The significance of music in this role only consciously came to my attention when it occured to me that virtually everything i listen to, enjoy and indeed own most these days is soundtracks, though mainly from anime rather than western films.
All this in mind, i find that music doesnt have nearly the same effect on its own. I dont think many of the soundtracks i own would appeal nearly as much if they didnt have some animation/film to associate themselves with. I think that music need the help of the visual just as much as the visual needs the help of the music to really shine. Music just loves to latch itself onto stuff, even if it doesnt have any specific visual media to attatch itself to, it very often attatches itself to memories or era's, even moreso that visuals, for better or for worse. If you look at a photo, you see it and it triggers a memory, but ive always found that from a photo, i see the memory and im looking back at it as it happens from a spectator seat, and im not actually part of it. But in a memory recorded through sound, it seems to take me back there and relive it alot more. A good example of this would be the bus stop wait. i went through a phase of listening to a certain album while waiting for a bus. Now i cant listen to that album as my minds fully associated it with waiting for the bus, and every time i hear it, it takes me straight back to that bus stop. If i saw a photo of me waiting at that same bus stop it wouldnt have nearly the same effect.

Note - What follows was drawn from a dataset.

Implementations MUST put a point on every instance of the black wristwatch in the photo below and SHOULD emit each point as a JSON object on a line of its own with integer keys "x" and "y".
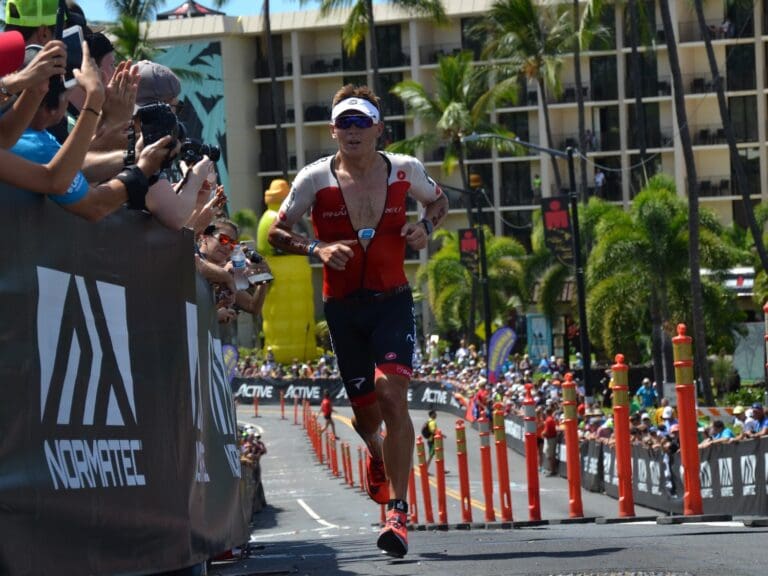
{"x": 136, "y": 185}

I seem to be going off most forms of other music these days. Most chart music just doesnt have any substance. Its just music that seems to have no real purpose other than to make the 'artist' (i dont like that term as most ppl in the charts are just puppets singing glorified karioke and have no link to art what so ever) popular and rich, the quick route to fame. The same is true for most other styles of popular music, be it rock, dance, jazz, rap.. etc, most of it serves no purpose than to glorify the 'artists' and make them rich. This makes music feel really empty to me, and really lacking. Ive slowly gone off alot (not all) music ive liked in the past years due to this, not thru conscious descision, but subconscioulsy over time. Music should have a real purpose!
i must be getting old.
anyway.. that was quite a change of topic from the beginning of the blog... so back on topic... my mind seems to be being controlled by some outside force that doesnt like me... trying to turn me into something im not... either that or im starting to go crazy.. i do hope not :S

im gonna close here because its late and its turning into an essay... excuse the lowsy spelling, the awful punctuation and absent capital letters... this is a blog so its unimportant and i really cant be assed!